U.S. Treasury announces final anti-money laundering rules for real estate agents


The U.S. Department of the Treasury’s Financial Crimes Enforcement Network (FinCEN) announced on Wednesday the publication of two rules that extend anti-money laundering regulations to real estate agents and investment advisers, which is part of a broader Biden administration plan designed to curb corruption.

“The final residential real estate rule will require certain industry professionals to report information to FinCEN about non-financed transfers of residential real estate to a legal entity or trust, which present a high illicit finance risk,” FinCEN announced. “The rule will increase transparency, limit the ability of illicit actors to anonymously launder illicit proceeds through the American housing market, and bolster law enforcement investigative efforts.”

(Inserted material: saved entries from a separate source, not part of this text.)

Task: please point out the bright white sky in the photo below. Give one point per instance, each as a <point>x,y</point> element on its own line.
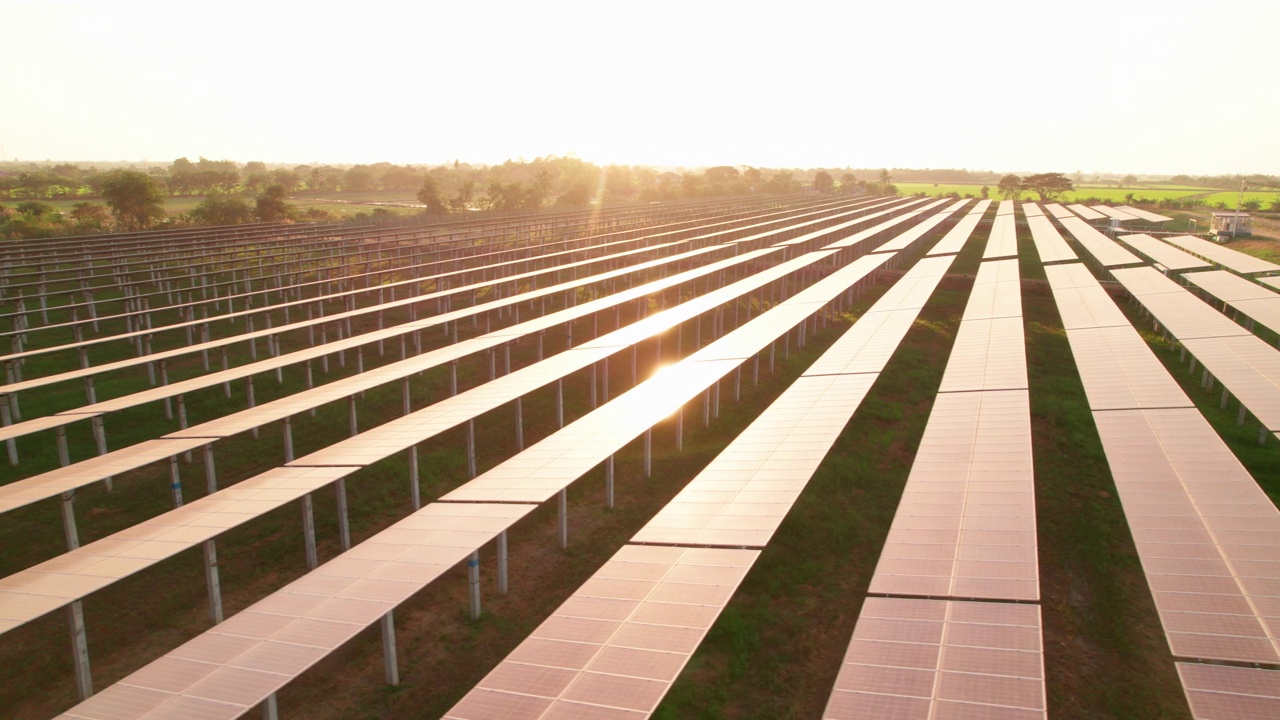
<point>1097,86</point>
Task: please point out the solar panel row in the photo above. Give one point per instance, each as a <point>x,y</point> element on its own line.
<point>696,372</point>
<point>739,500</point>
<point>1157,251</point>
<point>1203,529</point>
<point>965,531</point>
<point>1224,256</point>
<point>1244,364</point>
<point>22,597</point>
<point>1105,250</point>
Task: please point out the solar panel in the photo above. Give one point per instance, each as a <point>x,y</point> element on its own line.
<point>236,665</point>
<point>856,222</point>
<point>1206,533</point>
<point>1161,253</point>
<point>1105,250</point>
<point>1080,301</point>
<point>883,226</point>
<point>1143,214</point>
<point>405,432</point>
<point>1229,287</point>
<point>88,472</point>
<point>915,288</point>
<point>746,491</point>
<point>1002,241</point>
<point>1141,282</point>
<point>1087,213</point>
<point>1246,365</point>
<point>1057,210</point>
<point>909,237</point>
<point>51,584</point>
<point>1225,256</point>
<point>1115,213</point>
<point>924,659</point>
<point>965,527</point>
<point>997,292</point>
<point>1220,692</point>
<point>988,354</point>
<point>616,646</point>
<point>1176,309</point>
<point>1119,370</point>
<point>955,238</point>
<point>1048,242</point>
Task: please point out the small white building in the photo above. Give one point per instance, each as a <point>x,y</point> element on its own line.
<point>1232,223</point>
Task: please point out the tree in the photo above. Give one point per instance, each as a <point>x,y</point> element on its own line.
<point>222,209</point>
<point>357,178</point>
<point>822,181</point>
<point>272,206</point>
<point>133,197</point>
<point>462,200</point>
<point>429,195</point>
<point>1048,186</point>
<point>1011,187</point>
<point>721,174</point>
<point>781,182</point>
<point>90,217</point>
<point>577,195</point>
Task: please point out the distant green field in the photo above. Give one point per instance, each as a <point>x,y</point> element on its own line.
<point>1230,197</point>
<point>172,205</point>
<point>1104,194</point>
<point>339,204</point>
<point>368,196</point>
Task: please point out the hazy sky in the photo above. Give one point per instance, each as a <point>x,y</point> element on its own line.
<point>1125,86</point>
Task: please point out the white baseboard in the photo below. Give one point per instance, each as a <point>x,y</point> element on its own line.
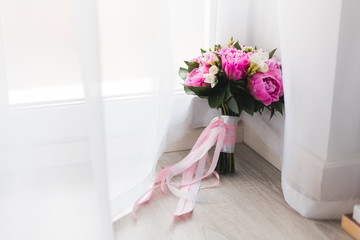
<point>189,139</point>
<point>244,134</point>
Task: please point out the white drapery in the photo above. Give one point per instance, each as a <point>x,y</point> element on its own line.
<point>86,97</point>
<point>54,180</point>
<point>320,52</point>
<point>319,49</point>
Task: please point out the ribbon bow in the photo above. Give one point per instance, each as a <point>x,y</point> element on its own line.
<point>192,168</point>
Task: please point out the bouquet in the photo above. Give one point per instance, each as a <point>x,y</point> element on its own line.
<point>236,79</point>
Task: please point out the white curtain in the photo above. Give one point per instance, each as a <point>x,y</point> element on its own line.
<point>320,52</point>
<point>87,92</point>
<point>319,48</point>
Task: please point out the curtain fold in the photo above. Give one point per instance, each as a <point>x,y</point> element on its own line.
<point>321,161</point>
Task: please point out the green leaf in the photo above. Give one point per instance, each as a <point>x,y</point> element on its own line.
<point>233,105</point>
<point>216,98</point>
<point>246,102</point>
<point>191,65</point>
<point>272,53</point>
<point>188,90</point>
<point>202,91</point>
<point>183,73</point>
<point>237,45</point>
<point>278,106</point>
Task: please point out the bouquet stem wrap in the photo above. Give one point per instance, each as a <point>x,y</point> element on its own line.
<point>192,168</point>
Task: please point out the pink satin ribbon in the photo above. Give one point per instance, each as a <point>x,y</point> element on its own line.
<point>192,168</point>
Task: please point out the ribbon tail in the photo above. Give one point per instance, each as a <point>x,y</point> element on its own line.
<point>186,204</point>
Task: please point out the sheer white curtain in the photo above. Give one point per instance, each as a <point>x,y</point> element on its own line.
<point>87,92</point>
<point>320,50</point>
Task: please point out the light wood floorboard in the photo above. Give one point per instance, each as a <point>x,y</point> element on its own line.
<point>246,205</point>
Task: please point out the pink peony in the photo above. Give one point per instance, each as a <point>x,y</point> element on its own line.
<point>196,77</point>
<point>234,62</point>
<point>197,59</point>
<point>267,87</point>
<point>209,58</point>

FinCEN detailed the potential impact of the new rule in an associated “fact sheet,” which describes a nationwide requirement for “certain persons involved in real estate closings and settlements to report information to FinCEN about specified transfers of residential real estate that are a high risk for illicit finance.”

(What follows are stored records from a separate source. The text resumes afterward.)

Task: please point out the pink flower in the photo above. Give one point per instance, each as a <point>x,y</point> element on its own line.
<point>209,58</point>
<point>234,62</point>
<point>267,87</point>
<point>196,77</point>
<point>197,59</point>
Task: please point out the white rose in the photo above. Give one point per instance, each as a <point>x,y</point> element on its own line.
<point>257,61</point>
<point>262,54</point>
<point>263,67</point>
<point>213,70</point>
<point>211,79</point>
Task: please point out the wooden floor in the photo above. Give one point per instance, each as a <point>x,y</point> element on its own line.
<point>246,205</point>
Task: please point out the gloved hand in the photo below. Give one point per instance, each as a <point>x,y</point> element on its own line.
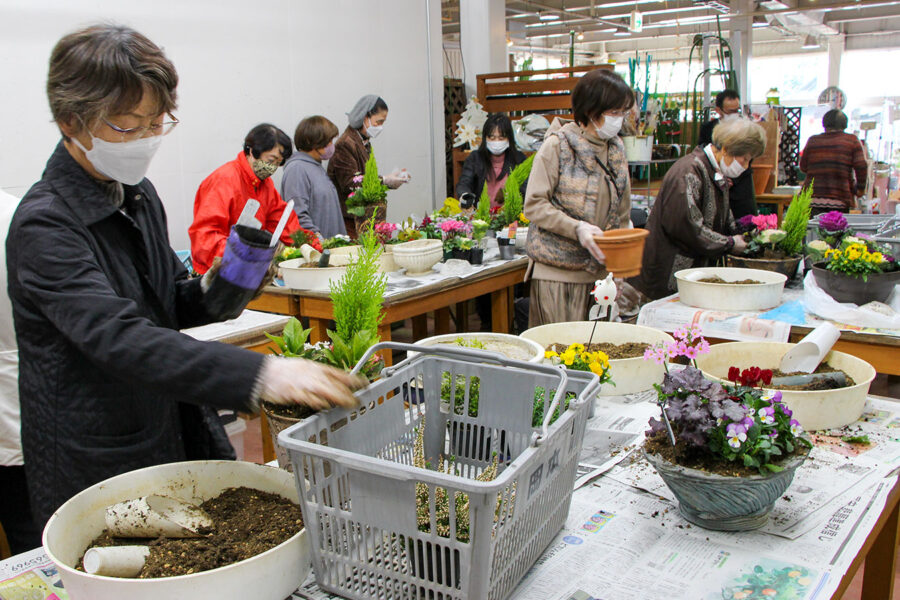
<point>586,232</point>
<point>740,244</point>
<point>300,381</point>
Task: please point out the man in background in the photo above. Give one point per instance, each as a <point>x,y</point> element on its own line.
<point>15,510</point>
<point>741,195</point>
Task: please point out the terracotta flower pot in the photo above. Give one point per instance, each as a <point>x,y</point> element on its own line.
<point>761,174</point>
<point>624,249</point>
<point>843,288</point>
<point>785,266</point>
<point>376,211</point>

The final real estate rule will take effect on Dec. 1, 2025.

The rule for investment advisers is effective on Jan. 1, 2026. It includes “minimum standards for anti-money laundering and countering the financing of terrorism (AML/CFT) programs” to be established by registered investment advisers (RIAs) and exempt reporting advisers (ERAs). These parties must report suspicious activity to FinCEN under provisions of the Bank Secrecy Act.

The rules were “loosened” following input from trade groups, according to reporting at the The Wall Street Journal. These groups reportedly took issue with the originally proposed versions of the rule for investment advisers, but they said the the final version “represented an improvement to the department’s 2015 proposal,” the Journal reported.

FinCEN explained that in terms of the real estate rule, a new flexibility has been added to make the requirements less burdensome. Parties to a real estate transaction can now “adopt a written agreement that designates a particular individual with the duty to report,” the Journal reported.

Meanwhile, a standard of reasonability has been adopted that will allow the person reporting a transaction to “rely on information provided by another party, so long as they don’t have any reason to suspect the reliability of the information.”

U.S. Treasury Secretary Janet Yellen said her department has been aiming to disrupt attempts by bad actors to use the U.S. as a hiding and laundering place for “ill-gotten gains,” and that addressing regulatory deficiencies are a part of that effort.

“These steps will make it harder for criminals to exploit our strong residential real estate and investment adviser sectors,” Yellen said.